You are viewing a plain text version of this content. The canonical link for it is here.
Posted to user@hive.apache.org by Juraj jiv <fa...@gmail.com> on 2015/08/18 17:28:13 UTC
Hive 12 - CDH 5.0.1 - many small files when using ORC table
Hello all,
i have question about ORC table format. We use it as for our datastore
tables but during maintenance i noticed there is many small files inside
tables which I presume doesn't contains any data. They are only 43bytes in
size and they takes around 70% of all files inside table folder.

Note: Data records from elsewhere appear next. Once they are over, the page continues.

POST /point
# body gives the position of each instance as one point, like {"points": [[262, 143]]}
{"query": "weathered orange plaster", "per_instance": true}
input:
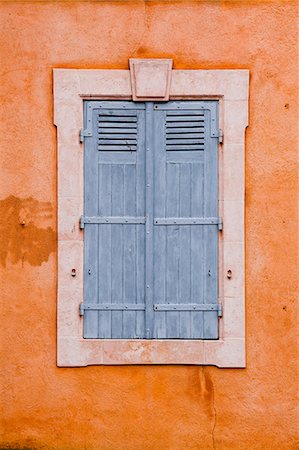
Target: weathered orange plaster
{"points": [[151, 407], [72, 349]]}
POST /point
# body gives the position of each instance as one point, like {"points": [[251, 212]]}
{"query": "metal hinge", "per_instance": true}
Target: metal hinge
{"points": [[83, 134], [220, 136], [81, 309], [81, 223], [220, 310], [220, 224]]}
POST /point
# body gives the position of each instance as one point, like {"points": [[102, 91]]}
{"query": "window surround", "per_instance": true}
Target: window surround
{"points": [[71, 87]]}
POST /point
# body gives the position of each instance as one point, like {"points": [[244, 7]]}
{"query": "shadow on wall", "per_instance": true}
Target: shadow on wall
{"points": [[22, 236]]}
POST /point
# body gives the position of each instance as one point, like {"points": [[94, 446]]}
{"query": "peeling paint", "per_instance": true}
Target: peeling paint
{"points": [[21, 240]]}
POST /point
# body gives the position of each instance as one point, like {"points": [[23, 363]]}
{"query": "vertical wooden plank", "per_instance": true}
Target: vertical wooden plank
{"points": [[172, 253], [210, 279], [140, 229], [117, 247], [91, 232], [159, 231], [197, 257], [185, 249], [149, 220], [129, 244], [104, 272]]}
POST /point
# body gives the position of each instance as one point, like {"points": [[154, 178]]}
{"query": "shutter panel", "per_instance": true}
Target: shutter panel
{"points": [[151, 220], [185, 248], [115, 214]]}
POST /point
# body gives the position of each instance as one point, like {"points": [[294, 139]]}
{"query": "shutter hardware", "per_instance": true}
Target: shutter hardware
{"points": [[127, 220], [189, 307], [157, 221], [110, 307], [220, 136], [83, 134], [157, 307]]}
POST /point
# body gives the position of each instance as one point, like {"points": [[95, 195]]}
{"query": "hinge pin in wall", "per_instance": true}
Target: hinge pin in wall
{"points": [[220, 312], [81, 223], [220, 136], [81, 309], [83, 134]]}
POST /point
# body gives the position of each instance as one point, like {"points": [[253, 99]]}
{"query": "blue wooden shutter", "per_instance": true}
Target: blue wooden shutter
{"points": [[151, 220], [185, 220], [114, 220]]}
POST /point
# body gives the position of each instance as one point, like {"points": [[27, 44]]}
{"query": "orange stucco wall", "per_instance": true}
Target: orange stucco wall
{"points": [[153, 407]]}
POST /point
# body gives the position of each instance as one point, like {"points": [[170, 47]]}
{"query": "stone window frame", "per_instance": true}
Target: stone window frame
{"points": [[71, 87]]}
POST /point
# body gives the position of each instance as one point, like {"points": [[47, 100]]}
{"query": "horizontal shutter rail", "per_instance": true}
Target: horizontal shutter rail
{"points": [[120, 135], [126, 220], [116, 131], [184, 141], [117, 148], [187, 306], [115, 118], [111, 307], [180, 130], [184, 147], [116, 125], [117, 142], [179, 119], [191, 124], [186, 135], [188, 221]]}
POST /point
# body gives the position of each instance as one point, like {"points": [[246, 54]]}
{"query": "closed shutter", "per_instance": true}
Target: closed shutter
{"points": [[150, 219], [186, 210], [115, 207]]}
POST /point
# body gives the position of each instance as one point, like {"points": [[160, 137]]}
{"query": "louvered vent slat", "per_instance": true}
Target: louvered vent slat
{"points": [[117, 132], [185, 131]]}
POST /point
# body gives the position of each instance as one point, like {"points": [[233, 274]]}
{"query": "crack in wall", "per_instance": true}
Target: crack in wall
{"points": [[210, 392]]}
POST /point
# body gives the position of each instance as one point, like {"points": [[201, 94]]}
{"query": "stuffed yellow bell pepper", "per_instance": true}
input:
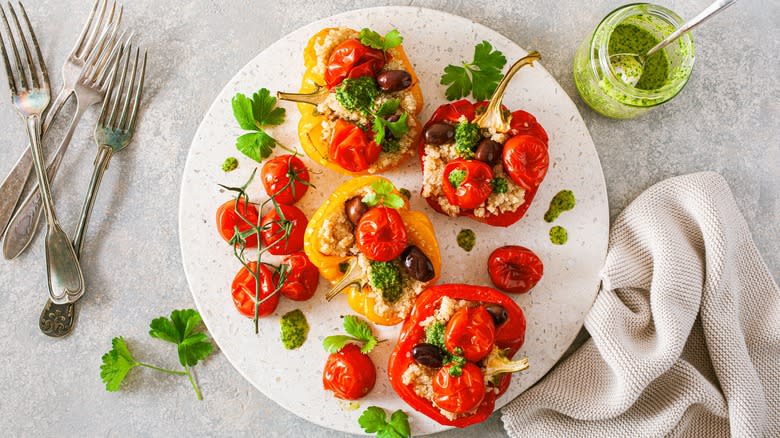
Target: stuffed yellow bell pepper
{"points": [[359, 101], [365, 239]]}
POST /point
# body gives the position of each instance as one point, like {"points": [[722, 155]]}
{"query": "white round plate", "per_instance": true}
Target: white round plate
{"points": [[556, 307]]}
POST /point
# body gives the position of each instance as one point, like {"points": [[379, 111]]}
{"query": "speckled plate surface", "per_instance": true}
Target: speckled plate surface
{"points": [[556, 307]]}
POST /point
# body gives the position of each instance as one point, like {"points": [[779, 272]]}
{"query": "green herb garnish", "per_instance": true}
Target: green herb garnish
{"points": [[359, 330], [255, 115], [374, 420], [374, 40], [192, 346], [383, 193], [480, 77]]}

For example (grep 43 bytes is size and other):
hadoop@hadoopnn:~$ hdfs dfs -du -h
/user/hive/warehouse/dwh.db/<table>/date_report_start_part=2015-07-30 |
grep "^43 " | wc -l
7448
hadoop@hadoopnn:~$ hdfs dfs -du -h
/user/hive/warehouse/dwh.db/<table>/date_report_start_part=2015-07-30 |
grep -v "^43 " | wc -l
4712
Why is that? Why is there those many 43bytes files?
Ascii content of the files is, which i guess is just ORC header:
0@▒▒▒"
▒▒ORC
hive version:
0.12.0+cdh5.0.1+315 1.cdh5.0.1.p0.31 CDH 5
Thanks
JV